Before we look at specific algorithms, let’s articulate some high-level scheduling objectives:

  • Maximize throughput
  • Maximize the number of interactive processes receiving acceptable response times
  • Maximize resource utilization
  • Avoid indefinite postponement
  • Enforce priorities (the queue prioritization)
  • Minimize overhead
  • Ensure predictability

In the Deitel brothers operating systems book I culled these from, they highlight that the several approaches we will explore have the following in common:

  • Fairness: All like processes are treated similarly.
  • Predictability: A particular process should perform the same under similar system loads.
  • Scalability: Performance should “degrade gracefully” (perhaps the best CS term I have ever heard), which means we shouldn’t see any freezing up, but a gradual decline in performance as load increases.

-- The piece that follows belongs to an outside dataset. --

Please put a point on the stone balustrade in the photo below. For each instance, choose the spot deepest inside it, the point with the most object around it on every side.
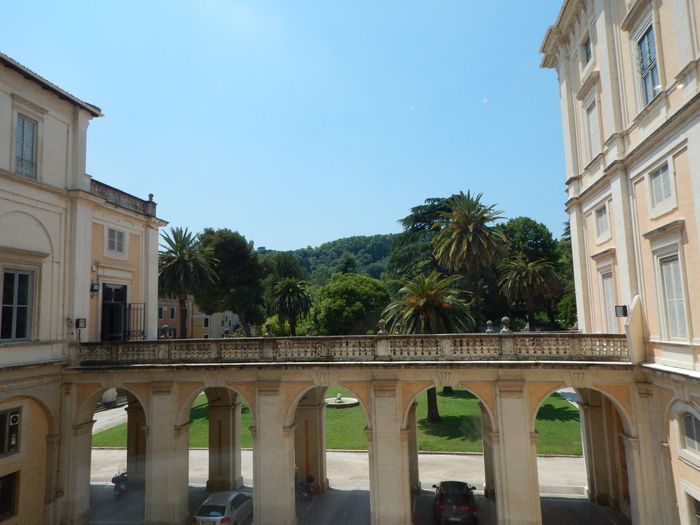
(530, 346)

On to the scheduling algorithms!

  • FIFO Scheduling: This is a straightforward queue for processes (seldom used by itself, although FIFO for processes of the same priority is used).
  • Round Robin Scheduling: Processes are assigned a quantum, and if they don’t complete their task within that time-limit, they’re sent to the end of the ready queue. Often used as a sub-strategy in a larger master scheme. There’s a selfish round robin (SRR) variant tha favors older processes (using aging; you can tune the priority rates of the active and holding queues to control the flow of contenders into the round robin). It is worth noting that careful selection of the quantum size q is necessary to maximize the benefit of round robin (if it’s too long, then you’re just back to FIFO).
  • Shortest-Process-First (SPF) Scheduling: Uses run-time estimates to select next process.
  • Highest-Response-Ratio-Next Scheduling: Uses a priority ratio, $\frac{time_waiting+service_time}{service_time}$, to determine next process (once priority hits threshold, it is passed to processor where it is processed to completion).
  • Shortest-Remaining-Time (SRT) Scheduling: This is like SPF in that shortest estimated runtimes are prioritized, but it goes one step further, so if a new process enters the holding queue that is estimated to be fasters than what remains in the active process, the active process gets back to the holding queue and the new fastest is processed. It’s a dog eat dog world.
  • Multilevel Feedback Queues: This is a cool structure of multiple queues. If the process doesn’t complete before the end of the quantum in the top level, it gets bumped to the next level below. This continues until we get to the end where processes are completed round robin.
  • Fair Share Scheduling: Group processes in some logical way, and then ensure that each group gets a fair crack at the processors.
  • Deadline Scheduling: Set specific deadlines for processes.